Reversing the roles
The Tomorrow Book Studio (in particular Eva Moulaert and Jens Schildt) will produce a series of 6 booklets/sections. These booklets are not intended as ‘documents’ that present a past event. These booklets will be like an exhibition space, a framework which is offered to each participant, culminating in a book as a publicly distributed exhibition in Los Angeles.
‘In a ‘normal’ situation a commissioner gives you the content and asks you to make something ‘nice’. Here the designer starts a capsulated, isolated monologue with their screen. The first step in the cooperation with Los Angeles Works was that Tomorrow Book Studio gave the LA Works group a grid, our content, and we allow them to adapt to that. Being aware of the grid, while looking for and editing their content, makes them consider how and why to choose a specific content. It is a radical way of reconsidering the relationship between designer/commissioner and for us it is an attempt to get involved differently in a project and trying to reach a point where we are both commissioners and designers at the same time. We want to avoid the split situation between the author and the designer followed by a pdf traffic.
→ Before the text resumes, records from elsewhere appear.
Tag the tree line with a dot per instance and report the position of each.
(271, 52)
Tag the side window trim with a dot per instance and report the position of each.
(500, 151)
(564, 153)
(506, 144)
By giving the participants of Los Angeles Works the grid we give ourselves more space (not to be confused with stepping out of the project and letting them do all the work). We create for ourselves a wider margin that enables us to grasp the material on a higher, more in-depth level. We want to work in a closer relation to the publication’s contributors. We want to follow their way of thinking, their steps, their decisions more closely. The artist makes the first move but together we create a fitting language that we think is worth publishing.
We choose to work with an already existing grid: the Metropolis M grid. We had the idea of using an existing grid in the same way we use the existing grid of a city. Perhaps grids in publications like Art of America or Learning from Las Vegas would better fit into the concept of a city, since we are working of the city of Los Angeles. But we opted for the MM grid because of the importance of the margin and to be able to have a discussion with the designers of the grid, Stuart Bailey and Will Holder. This grid is also a tool for us in the sense that we want to start a conversation with Will and Stuart and while talking to them we will learn how to use the grid. Maybe more interesting is to get to know their way of working (always in very close cooperation with people) and to make this way of working public.
Our research concerns first of all the design of the publications we make together with the LA Works group. We want to make a publication with them on the spot as one of the issues. It’s the moment when we all come together and we want to use this to make an issue out of a more collaborative spirit where all their different projects touch in an interesting way. This issue will take the spur of the moment into account and together we decide on the content once we are in Los Angeles. We plan to spend some time with them during their investigations in Los Angeles also, to get more into their specific projects. We want to interfere with and react to what they’re doing.
The city of NYNY developed in a very organized and grid-like way; LA grew more organically. Our aim is to grow organically but to steer clear of traffic jams.’